Question

You run your printer 1000 times and find that your 3D printer fails 1 every 50 prints. The manufacturer claims that the printer will only fail 1% of the time.

a Create a confidence interval for the failure rate of your printer.

b Is the failure rate of your printer different than that of the manufactures? Make sure to include the null and alternative hypothesis, z score, p value and interpretation of the results.

c Is the failure rate of your printer greater than that of the manufactures?
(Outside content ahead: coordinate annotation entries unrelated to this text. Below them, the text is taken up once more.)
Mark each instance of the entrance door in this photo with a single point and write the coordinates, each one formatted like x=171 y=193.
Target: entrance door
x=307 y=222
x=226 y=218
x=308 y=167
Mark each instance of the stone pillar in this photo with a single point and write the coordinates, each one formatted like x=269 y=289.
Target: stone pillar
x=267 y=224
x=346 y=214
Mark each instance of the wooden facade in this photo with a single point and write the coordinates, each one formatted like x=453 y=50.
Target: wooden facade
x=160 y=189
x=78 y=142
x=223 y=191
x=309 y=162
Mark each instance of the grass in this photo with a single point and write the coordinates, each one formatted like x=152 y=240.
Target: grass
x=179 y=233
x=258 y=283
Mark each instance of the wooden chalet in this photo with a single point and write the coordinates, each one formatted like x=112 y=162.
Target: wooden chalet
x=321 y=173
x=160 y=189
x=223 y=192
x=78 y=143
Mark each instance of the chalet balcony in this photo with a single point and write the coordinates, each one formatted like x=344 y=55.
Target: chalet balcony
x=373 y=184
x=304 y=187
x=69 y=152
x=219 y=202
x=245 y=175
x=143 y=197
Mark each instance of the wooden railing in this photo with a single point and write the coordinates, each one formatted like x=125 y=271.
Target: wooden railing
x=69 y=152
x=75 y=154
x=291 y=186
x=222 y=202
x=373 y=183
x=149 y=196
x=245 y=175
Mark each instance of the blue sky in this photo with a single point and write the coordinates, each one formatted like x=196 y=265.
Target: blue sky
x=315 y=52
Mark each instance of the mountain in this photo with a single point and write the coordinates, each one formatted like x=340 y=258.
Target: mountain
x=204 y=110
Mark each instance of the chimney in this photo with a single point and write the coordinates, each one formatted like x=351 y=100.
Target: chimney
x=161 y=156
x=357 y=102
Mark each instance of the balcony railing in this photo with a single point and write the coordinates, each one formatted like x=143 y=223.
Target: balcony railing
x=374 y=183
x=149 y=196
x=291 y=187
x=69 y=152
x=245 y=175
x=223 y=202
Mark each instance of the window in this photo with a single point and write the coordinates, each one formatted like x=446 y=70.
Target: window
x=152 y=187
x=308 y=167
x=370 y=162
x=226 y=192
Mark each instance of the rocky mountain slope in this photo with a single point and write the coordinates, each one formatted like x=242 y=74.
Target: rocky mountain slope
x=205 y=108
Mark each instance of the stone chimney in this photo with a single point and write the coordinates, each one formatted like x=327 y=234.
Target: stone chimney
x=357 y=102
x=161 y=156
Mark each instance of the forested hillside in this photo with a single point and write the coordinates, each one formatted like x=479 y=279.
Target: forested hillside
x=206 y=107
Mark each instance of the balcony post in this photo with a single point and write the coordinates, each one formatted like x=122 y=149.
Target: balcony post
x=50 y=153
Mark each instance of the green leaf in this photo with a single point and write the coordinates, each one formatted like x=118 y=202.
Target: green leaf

Make sure to include the null and alternative hypothesis, z score, p value and interpretation of the results.

Answer 1

Solution-A:

p^=x/n=50/1000=0.05

z crit for 95%=1.96

95% confidence interval  for the failure rate of your printer.

p^-z*sqrt(p^*(1-p^)/n),p^+z*sqrt(p^*(1-p^)/n)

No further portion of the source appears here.